Pandas: Pandas is a Python library built on top of NumPy that provides high-level data structures and functions designed for easy data manipulation and analysis. It provides a DataFrame object, which is similar to a spreadsheet or a SQL table, and allows you to easily perform data cleaning, merging, filtering, and aggregation.
Differences between NumPy and Pandas: While both NumPy and Pandas are used in data analysis, they have different use cases. NumPy is used primarily for numerical computation and scientific computing, while Pandas is used for data manipulation and analysis. NumPy provides a powerful array object that allows you to perform mathematical operations on large arrays of homogeneous data, while Pandas provides a DataFrame object that allows you to manipulate and analyze data in a more flexible and structured way.
DataFrame: A DataFrame is a 2-dimensional labeled data structure with columns of potentially different types. It is similar to a spreadsheet or a SQL table and provides a flexible and powerful tool for data manipulation and analysis. In a DataFrame, each column can have a different data type, such as integer, float, or string.
Common operations with NumPy: NumPy provides a wide range of functions for mathematical operations on arrays, such as arithmetic operations, linear algebra, Fourier transform, and random number generation.
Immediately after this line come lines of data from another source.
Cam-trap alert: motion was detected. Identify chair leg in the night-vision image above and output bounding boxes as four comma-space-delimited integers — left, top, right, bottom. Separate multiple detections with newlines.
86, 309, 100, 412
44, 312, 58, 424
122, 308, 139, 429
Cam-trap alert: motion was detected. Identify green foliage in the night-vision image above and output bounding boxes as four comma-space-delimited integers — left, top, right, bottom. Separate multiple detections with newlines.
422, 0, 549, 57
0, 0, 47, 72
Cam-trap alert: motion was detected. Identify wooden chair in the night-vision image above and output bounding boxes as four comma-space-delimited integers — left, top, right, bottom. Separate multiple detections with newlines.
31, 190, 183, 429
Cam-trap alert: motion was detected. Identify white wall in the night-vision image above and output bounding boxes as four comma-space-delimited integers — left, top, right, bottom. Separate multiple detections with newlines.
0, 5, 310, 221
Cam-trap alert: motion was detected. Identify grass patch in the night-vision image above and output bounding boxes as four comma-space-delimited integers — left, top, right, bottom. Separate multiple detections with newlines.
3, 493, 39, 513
Some common operations include creating arrays, indexing and slicing arrays, performing mathematical operations, reshaping arrays, and computing statistical measures.
Incorporating NumPy or Pandas into a project: To use NumPy or Pandas in a project, you need to install them first using pip or conda package manager. Once installed, you can import the library into your project and start using its functions and data structures. For example, to create a NumPy array, you can use the np.array() function, and to create a Pandas DataFrame, you can use the pd.DataFrame() function. You can then use various functions and methods provided by the libraries to manipulate and analyze the data.